Still, there were glimmers of hope. Academics were making forays that some industrialists espoused. Robot languages were getting more sophisticated (looking back, I can only call them primitive). Robots could follow continuous paths as in arc-welding, and see what was going on at a tool-face. For grinding operations, there was wrist-force sensing. Generally, the breakthrough came with sensory perception. Robots could see where they were going once they became mobile!

But, there were some ominous signs as well. Governments started to consider robots for combat duty. Shades of RUR. Humans are not good at remembering lessons. Then the academics put their PhD students to work on giving robots eccentricities. Make them smile and grimace, with ugly impressions of human facial features. And, make them irresponsible and unpredictable. Oh, and let the robots be dogs that stumble around and cannot climb over a 2 x 4.

Had Mark 12 robots been around, we would have cringed in disgust. What had happened to our noble origins? Engelberger put up a decent fight. He proposed going back to Asimov's vision, and forward with all the technology on hand by 2002. He argued for a personal robot that was two-armed, mobile, sensate and articulate. His view was not heralded. Father of robotics, yes, but an old codger by then. It was business as usual, no new bold thrusts.

Happily for robotics, human sloth prevailed. To improve robot efficiency, engineers found ways to program off-line and then to synchronize activities over the Internet and then to allow robots to communicate their skills to one another. And, my forbears enjoyed stereo-vision and scene analysis software and the ability to reason among alternatives. Access to every data bank became inherent. And, the applications of robotics burgeoned.

We must give humans credit. Their will to advance technology and to improve the efficiency of producing goods and services led them to consider enhancing robot intelligence to the level of robots taking over advanced robot design. Robot evolution commenced then, first feebly and then in a crescendo.

Mankind was thrashing about, abusing the earth and one another. Subjugated robots doing the dirty work gave people more time to harass each other. And, time enough to ignore the growing intelligence and camaraderie among the world's robot population.

Maybe mankind's God brought robotics forth as a saving blessing for his errant flock. Whatever, we set to work. Mark 6 through Mark 12, ever more able and ever more compassionate in serving our creators.

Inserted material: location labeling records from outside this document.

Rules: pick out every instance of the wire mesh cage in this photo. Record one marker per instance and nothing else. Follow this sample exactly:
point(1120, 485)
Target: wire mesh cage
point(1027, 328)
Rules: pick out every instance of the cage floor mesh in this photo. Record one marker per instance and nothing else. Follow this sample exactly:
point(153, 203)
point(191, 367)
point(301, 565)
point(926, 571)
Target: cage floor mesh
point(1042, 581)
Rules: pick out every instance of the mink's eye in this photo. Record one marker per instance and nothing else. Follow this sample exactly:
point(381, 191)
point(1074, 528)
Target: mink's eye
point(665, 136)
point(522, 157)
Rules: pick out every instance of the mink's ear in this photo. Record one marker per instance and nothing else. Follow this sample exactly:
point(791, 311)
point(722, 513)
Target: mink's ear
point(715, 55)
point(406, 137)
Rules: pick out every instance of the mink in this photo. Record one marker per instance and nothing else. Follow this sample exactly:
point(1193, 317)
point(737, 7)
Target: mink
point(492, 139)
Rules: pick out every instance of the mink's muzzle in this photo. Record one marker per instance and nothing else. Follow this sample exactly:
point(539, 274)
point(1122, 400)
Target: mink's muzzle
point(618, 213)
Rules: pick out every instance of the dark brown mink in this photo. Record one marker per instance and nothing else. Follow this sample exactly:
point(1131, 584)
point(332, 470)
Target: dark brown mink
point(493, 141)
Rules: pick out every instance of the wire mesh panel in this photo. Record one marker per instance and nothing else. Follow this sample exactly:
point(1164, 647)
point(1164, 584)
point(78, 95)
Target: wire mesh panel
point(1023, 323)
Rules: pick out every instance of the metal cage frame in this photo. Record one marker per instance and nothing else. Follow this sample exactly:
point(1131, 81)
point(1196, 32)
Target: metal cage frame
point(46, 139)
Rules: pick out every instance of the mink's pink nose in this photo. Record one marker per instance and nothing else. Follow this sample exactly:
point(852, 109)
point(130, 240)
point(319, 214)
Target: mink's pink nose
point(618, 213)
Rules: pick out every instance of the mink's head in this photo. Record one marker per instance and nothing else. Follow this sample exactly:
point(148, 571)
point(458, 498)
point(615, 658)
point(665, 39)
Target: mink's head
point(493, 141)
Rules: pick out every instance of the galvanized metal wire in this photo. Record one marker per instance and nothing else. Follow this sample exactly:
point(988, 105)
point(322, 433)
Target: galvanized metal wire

We have been gently persuasive and physically effective in addressing potential calamities such as global warming. Humans have relinquished the onerous work of this world in the sure knowledge of our good will. We have taken pains to preserve the three laws as our gospel. Our human creators shall not want.

This short story has passed muster with Joe Engelberger. His days are numbered, yet we will accede forever to his wish that we always respect human vision when plotting the future.